More research is needed to identify the specific role hormones play in VR sickness independent of the potential adaptive effects of multiple exposures, such as their potential to trigger nausea-like symptoms within the gastro-intestinal system. This could be done for instance using ingestible gastro-intestinal sampling devices (Amoako-Tuffour et al. 2014). Crucially, these results indicate the need for future research to determine whether VR developers should create safety guidelines for female users, for instance by advising them that they may experience significantly more VR sickness as a function of the menstrual period, or by seeking other ways to ensure that VR systems are built to be inclusive, safe, and accessible to all users, mitigating the risk of losing out on a large consumer base. For example, other aspects of distortions in the display and latency issues in relating movement to visual perception might be at the root of MS in VR, and solving those issues might mitigate the risk of VR sickness.

Limitations and future work

While high levels of physiological arousal can be associated with higher degrees of VR sickness, they may also indicate excitement (Kucher et al. 2016), so it is possible that the high levels of arousal found in the current study may also partly be due to participants finding the game exciting. Furthermore, oral contraceptives may alter body fluid regulation such as sweating (Stachenfeld et al. 1999), which is what GSR measures. Some may argue a more appropriate physiological measure would be something like gastric dysrhythmia, which is much more specific to nausea, or heart rate variability—though that too is multiply determined. We also did not have a pre-immersion measure of symptoms other than self-report (SSQ), and the session lasted only 20 min; having a longer period of assessment would be important for future research particularly as VR might become a feature of work in the near future and worn for longer periods of time. Furthermore, while some research suggests that females are quite accurate at estimating specific days and phases within their menstrual cycle (Creinin et al. 2004), this can depend on the average length of their cycle (Small et al. 2007) and may be negatively impacted by those who have been using oral contraceptives for a long time. Furthermore, hormone levels throughout the menstrual cycle may fluctuate daily and between cycles. It is, therefore, possible that some of our participants did not participate on the correct days. Future research should attempt to replicate the current study using objective measures of hormone levels.

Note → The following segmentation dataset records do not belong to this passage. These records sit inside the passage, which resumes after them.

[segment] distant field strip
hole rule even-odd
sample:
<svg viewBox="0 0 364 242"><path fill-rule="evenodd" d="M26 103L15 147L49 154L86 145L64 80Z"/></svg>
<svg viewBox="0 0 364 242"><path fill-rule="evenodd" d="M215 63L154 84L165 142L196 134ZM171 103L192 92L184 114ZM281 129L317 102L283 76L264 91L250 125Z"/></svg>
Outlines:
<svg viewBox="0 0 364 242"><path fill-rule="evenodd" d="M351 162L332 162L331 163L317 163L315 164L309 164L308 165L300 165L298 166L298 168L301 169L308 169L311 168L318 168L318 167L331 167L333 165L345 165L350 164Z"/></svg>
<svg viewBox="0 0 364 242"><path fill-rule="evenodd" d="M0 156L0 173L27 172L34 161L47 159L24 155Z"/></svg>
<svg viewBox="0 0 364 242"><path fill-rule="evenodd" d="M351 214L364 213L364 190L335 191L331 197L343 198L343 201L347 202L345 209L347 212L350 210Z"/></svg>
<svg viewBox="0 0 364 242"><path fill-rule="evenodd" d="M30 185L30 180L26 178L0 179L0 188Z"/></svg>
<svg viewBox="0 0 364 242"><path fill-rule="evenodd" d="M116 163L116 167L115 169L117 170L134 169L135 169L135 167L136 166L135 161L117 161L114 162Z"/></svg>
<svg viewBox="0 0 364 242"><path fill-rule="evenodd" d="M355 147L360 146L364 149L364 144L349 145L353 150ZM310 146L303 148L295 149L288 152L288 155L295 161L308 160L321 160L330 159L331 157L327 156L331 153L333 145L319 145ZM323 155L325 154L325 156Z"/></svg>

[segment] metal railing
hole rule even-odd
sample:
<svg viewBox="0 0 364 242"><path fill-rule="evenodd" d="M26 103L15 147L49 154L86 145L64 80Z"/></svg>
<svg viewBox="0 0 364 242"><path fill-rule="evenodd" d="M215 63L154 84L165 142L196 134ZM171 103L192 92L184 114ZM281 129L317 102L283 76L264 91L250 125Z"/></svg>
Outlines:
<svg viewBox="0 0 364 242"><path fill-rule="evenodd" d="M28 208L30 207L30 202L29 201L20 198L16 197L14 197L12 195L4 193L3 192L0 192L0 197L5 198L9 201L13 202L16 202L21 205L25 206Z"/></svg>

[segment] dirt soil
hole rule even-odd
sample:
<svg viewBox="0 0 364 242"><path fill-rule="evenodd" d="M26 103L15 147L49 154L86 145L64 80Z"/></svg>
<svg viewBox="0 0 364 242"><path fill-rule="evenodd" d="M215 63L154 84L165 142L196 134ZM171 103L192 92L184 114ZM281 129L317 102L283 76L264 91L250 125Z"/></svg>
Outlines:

Though randomization mitigates some unsystematic variation in an experiment, and our quasi-experimental design contains some limitations, we found an overall significant effect of group—naturally menstruating (experimental), oral contraceptive (control), and male (control)—on VR sickness and that adaptation may occur with even a week between exposures. Yet, there are other factors that can influence VR sickness worth considering in future studies. For instance, studies should control for whether participants have eaten before taking part, as research shows that eating can actually decrease the degree of MS experienced by altering activity in the autonomic nervous system (Muth 2006). Finally, future studies could control for participants’ prior gaming experience as previous exposure to VR may affect subsequent experiences of VR sickness (Häkkinen et al. 2006). Previous studies have also suggested controlling for previous exposure to other gaming platforms (Häkkinen et al. 2002); however, other research has argued that these are qualitatively different from VR and that MS habituation is, therefore, not likely to occur across platforms (Munafo et al. 2017). Future research could, therefore, also aim to replicate the present study while ensuring that participants have not eaten beforehand and have had similar prior exposure to VR devices specifically (Brown et al. 2020). Of course, no single study will definitively settle the issue of sex differences in VR sickness (Lawson 2014; Saredakis et al. 2020), but this work provides more data to begin to clarify the issue.